Questions of racial bias were raised again during jury selection. In every jury trial, both the Crown prosecutor and the defence can automatically reject a set number of potential jurors through what are known as peremptory challenges.
Stanley’s lawyers used them to reject several Indigenous jurors.
But the deliberate and selective exclusion of jurors is not the only reason the Stanley jury – like so many Canadian juries – was all white.
Racial bias is baked into the jury selection process. Out-of-date, and inaccurate census information means that many potential Indigenous jurors’ names are completely left of the jury rolls.

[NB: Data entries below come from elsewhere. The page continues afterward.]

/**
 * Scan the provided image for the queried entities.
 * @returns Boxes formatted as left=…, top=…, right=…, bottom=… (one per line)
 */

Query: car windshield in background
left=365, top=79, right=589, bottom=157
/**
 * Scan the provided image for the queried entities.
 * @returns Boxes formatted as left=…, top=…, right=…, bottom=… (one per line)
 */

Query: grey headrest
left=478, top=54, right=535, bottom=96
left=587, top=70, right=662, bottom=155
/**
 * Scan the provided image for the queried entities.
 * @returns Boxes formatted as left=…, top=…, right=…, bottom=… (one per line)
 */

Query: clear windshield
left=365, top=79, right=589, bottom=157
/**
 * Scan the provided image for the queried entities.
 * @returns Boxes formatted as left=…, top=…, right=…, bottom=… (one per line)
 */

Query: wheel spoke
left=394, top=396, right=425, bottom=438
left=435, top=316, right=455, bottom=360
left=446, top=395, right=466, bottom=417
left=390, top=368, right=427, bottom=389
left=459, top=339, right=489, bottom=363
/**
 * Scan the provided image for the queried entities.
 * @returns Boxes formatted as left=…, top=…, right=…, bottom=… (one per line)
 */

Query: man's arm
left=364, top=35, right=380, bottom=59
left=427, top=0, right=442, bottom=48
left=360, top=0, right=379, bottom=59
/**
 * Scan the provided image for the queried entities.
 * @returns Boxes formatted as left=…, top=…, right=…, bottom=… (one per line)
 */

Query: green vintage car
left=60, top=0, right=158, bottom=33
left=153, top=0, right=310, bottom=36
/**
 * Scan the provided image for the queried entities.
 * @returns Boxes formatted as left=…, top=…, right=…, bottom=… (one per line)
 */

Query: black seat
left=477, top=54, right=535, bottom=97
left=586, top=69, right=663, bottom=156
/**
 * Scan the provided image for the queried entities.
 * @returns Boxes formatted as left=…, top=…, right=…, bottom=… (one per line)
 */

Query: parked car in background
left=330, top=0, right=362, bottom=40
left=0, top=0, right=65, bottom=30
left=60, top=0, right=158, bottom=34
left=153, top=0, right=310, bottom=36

And then there are the practical barriers to jury duty. Some provinces disqualify people from jury duty for even the most minor of criminal records. When Indigenous people are stopped, charged and arrested by the police more often than non-Indigenous people, it means that they are more likely to be disqualified for a dated and minor criminal offence.
And let’s not forget the fact that most of the time jurors don’t get paid at all. That makes it hard for a single parent or those with precarious work to afford to do their “civil duty.”

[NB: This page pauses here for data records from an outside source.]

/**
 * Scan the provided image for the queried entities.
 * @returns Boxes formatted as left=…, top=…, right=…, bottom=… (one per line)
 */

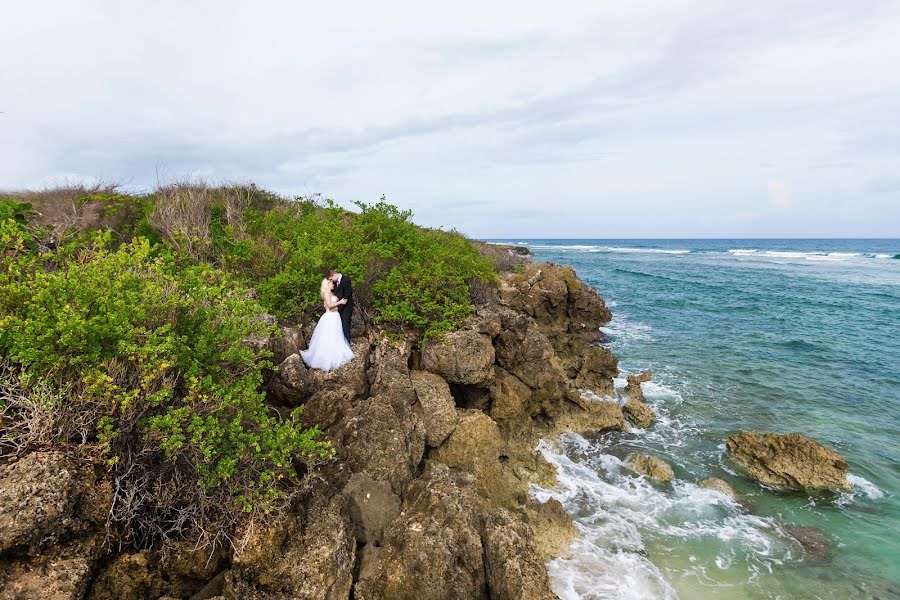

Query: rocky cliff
left=0, top=250, right=639, bottom=600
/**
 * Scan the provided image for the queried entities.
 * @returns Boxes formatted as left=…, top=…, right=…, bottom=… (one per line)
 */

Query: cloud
left=767, top=180, right=793, bottom=211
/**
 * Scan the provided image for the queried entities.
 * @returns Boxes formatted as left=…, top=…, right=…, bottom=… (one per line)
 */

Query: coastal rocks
left=421, top=330, right=495, bottom=386
left=726, top=431, right=852, bottom=491
left=495, top=325, right=566, bottom=401
left=553, top=390, right=625, bottom=434
left=699, top=478, right=754, bottom=513
left=573, top=346, right=618, bottom=396
left=410, top=371, right=460, bottom=447
left=622, top=370, right=656, bottom=428
left=354, top=464, right=488, bottom=600
left=627, top=453, right=674, bottom=483
left=341, top=395, right=425, bottom=494
left=231, top=487, right=355, bottom=600
left=370, top=339, right=415, bottom=406
left=431, top=411, right=503, bottom=472
left=780, top=524, right=830, bottom=562
left=482, top=509, right=556, bottom=600
left=2, top=540, right=100, bottom=600
left=268, top=353, right=315, bottom=404
left=0, top=451, right=108, bottom=554
left=343, top=473, right=401, bottom=546
left=489, top=368, right=532, bottom=420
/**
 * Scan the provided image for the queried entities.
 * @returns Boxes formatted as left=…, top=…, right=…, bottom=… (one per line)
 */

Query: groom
left=327, top=268, right=353, bottom=342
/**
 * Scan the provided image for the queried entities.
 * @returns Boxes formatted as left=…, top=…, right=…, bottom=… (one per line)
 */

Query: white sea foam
left=601, top=318, right=653, bottom=345
left=527, top=244, right=691, bottom=255
left=840, top=474, right=885, bottom=504
left=533, top=434, right=796, bottom=599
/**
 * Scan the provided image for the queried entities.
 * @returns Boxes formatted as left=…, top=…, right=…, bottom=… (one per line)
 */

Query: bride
left=300, top=278, right=355, bottom=371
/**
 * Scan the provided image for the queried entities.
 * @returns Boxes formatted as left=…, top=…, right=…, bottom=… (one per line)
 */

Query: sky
left=2, top=0, right=899, bottom=238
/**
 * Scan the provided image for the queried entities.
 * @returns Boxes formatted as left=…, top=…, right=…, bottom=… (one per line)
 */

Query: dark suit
left=333, top=274, right=354, bottom=342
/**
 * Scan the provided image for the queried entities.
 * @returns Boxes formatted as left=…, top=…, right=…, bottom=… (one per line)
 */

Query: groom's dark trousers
left=335, top=275, right=354, bottom=342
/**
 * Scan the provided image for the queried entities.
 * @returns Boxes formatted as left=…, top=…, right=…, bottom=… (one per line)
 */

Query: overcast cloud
left=2, top=0, right=899, bottom=237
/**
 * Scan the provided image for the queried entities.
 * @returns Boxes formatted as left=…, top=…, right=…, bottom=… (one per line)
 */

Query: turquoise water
left=494, top=240, right=900, bottom=599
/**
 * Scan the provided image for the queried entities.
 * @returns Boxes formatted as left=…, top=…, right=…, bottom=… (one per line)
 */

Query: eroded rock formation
left=726, top=431, right=852, bottom=491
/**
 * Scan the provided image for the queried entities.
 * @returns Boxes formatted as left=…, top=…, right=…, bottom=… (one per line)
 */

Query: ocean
left=489, top=239, right=900, bottom=600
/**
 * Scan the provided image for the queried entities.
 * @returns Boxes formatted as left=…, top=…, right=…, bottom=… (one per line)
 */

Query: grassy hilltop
left=0, top=182, right=503, bottom=548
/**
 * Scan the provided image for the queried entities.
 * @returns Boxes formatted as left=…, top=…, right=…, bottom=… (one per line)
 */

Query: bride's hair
left=320, top=278, right=331, bottom=300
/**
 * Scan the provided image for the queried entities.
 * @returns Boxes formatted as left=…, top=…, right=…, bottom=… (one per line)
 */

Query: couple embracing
left=300, top=268, right=355, bottom=371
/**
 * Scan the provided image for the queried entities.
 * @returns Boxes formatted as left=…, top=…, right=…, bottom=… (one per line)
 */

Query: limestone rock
left=553, top=390, right=625, bottom=434
left=494, top=325, right=567, bottom=401
left=573, top=346, right=618, bottom=396
left=2, top=541, right=99, bottom=600
left=341, top=395, right=425, bottom=494
left=622, top=371, right=656, bottom=428
left=0, top=452, right=107, bottom=554
left=231, top=487, right=355, bottom=600
left=354, top=463, right=488, bottom=600
left=780, top=524, right=830, bottom=562
left=627, top=453, right=674, bottom=483
left=306, top=339, right=370, bottom=399
left=726, top=431, right=851, bottom=491
left=410, top=370, right=460, bottom=447
left=482, top=509, right=556, bottom=600
left=699, top=478, right=754, bottom=513
left=271, top=325, right=304, bottom=365
left=267, top=353, right=315, bottom=404
left=343, top=472, right=401, bottom=546
left=489, top=368, right=532, bottom=420
left=421, top=330, right=495, bottom=386
left=370, top=339, right=415, bottom=406
left=431, top=410, right=503, bottom=472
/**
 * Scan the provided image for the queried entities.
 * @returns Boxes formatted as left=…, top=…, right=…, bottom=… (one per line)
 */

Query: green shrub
left=0, top=236, right=332, bottom=546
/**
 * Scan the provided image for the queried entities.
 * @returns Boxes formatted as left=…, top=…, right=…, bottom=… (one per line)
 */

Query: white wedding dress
left=301, top=295, right=354, bottom=371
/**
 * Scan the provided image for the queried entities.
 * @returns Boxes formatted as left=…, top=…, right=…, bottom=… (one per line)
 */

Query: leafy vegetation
left=0, top=180, right=497, bottom=549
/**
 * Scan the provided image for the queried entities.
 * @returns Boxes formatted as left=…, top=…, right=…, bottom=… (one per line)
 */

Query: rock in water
left=726, top=431, right=852, bottom=491
left=622, top=370, right=656, bottom=428
left=699, top=477, right=754, bottom=513
left=627, top=453, right=674, bottom=483
left=780, top=524, right=830, bottom=562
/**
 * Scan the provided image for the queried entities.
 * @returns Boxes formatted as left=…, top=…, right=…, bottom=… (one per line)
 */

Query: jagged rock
left=410, top=371, right=460, bottom=447
left=699, top=478, right=754, bottom=513
left=464, top=308, right=502, bottom=338
left=0, top=539, right=101, bottom=600
left=627, top=453, right=674, bottom=483
left=494, top=325, right=566, bottom=402
left=267, top=353, right=315, bottom=404
left=301, top=386, right=356, bottom=431
left=231, top=487, right=355, bottom=600
left=726, top=431, right=851, bottom=491
left=489, top=368, right=532, bottom=420
left=431, top=411, right=503, bottom=472
left=87, top=551, right=156, bottom=600
left=553, top=391, right=625, bottom=434
left=482, top=509, right=556, bottom=600
left=573, top=346, right=618, bottom=396
left=421, top=330, right=495, bottom=386
left=622, top=371, right=656, bottom=428
left=0, top=452, right=107, bottom=554
left=271, top=325, right=304, bottom=365
left=781, top=524, right=830, bottom=562
left=161, top=539, right=227, bottom=581
left=370, top=339, right=415, bottom=406
left=354, top=463, right=487, bottom=600
left=341, top=395, right=425, bottom=494
left=343, top=472, right=401, bottom=546
left=523, top=498, right=579, bottom=562
left=306, top=339, right=371, bottom=399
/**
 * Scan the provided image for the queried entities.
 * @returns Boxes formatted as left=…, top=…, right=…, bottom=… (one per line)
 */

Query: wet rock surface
left=726, top=431, right=852, bottom=491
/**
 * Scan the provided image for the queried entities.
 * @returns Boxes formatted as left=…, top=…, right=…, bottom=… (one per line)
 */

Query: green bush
left=0, top=235, right=332, bottom=545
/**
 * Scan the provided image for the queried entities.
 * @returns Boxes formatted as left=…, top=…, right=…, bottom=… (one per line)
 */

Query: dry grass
left=2, top=182, right=126, bottom=234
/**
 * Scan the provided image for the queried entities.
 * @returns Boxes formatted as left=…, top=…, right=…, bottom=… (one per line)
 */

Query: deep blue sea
left=489, top=239, right=900, bottom=600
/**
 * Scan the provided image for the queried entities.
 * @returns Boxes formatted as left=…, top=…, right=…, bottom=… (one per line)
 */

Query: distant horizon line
left=481, top=237, right=900, bottom=241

But this is no surprise, at least to anyone who had bothered to read former Supreme Court justice Frank Iacobucci’s 2013 report into First Nations representation on Ontario juries.
There is no question the justice system treats Indigenous people differently than white people. There is a disproportionately high number of Indigenous Canadians in our jails; they serve longer sentences; are held in higher security; and are less likely to be granted parole than white inmates.
This is not because Indigenous Canadians commit more crime than other Canadians, it’s because of deep-rooted problems in the justice system.
Prime Minister Justin Trudeau responded to the Stanley verdict by saying that he could not “imagine the grief and sorrow the Boushie family was feeling.” Minister of Justice Jody-Wilson Raybould responded that “as a country we must do better.”
I agree. But unlike you or I, Trudeau and Wilson-Raybould actually have the power to take meaningful action to fix this mess. That’s what they promised to do during the 2015 election campaign.
Transformative criminal justice legislation was promised last winter, then again last spring, and then again last fall. We are still waiting.
Trudeau and Wilson-Raybould can start to fix this mess – they just need to tweet less and legislate more.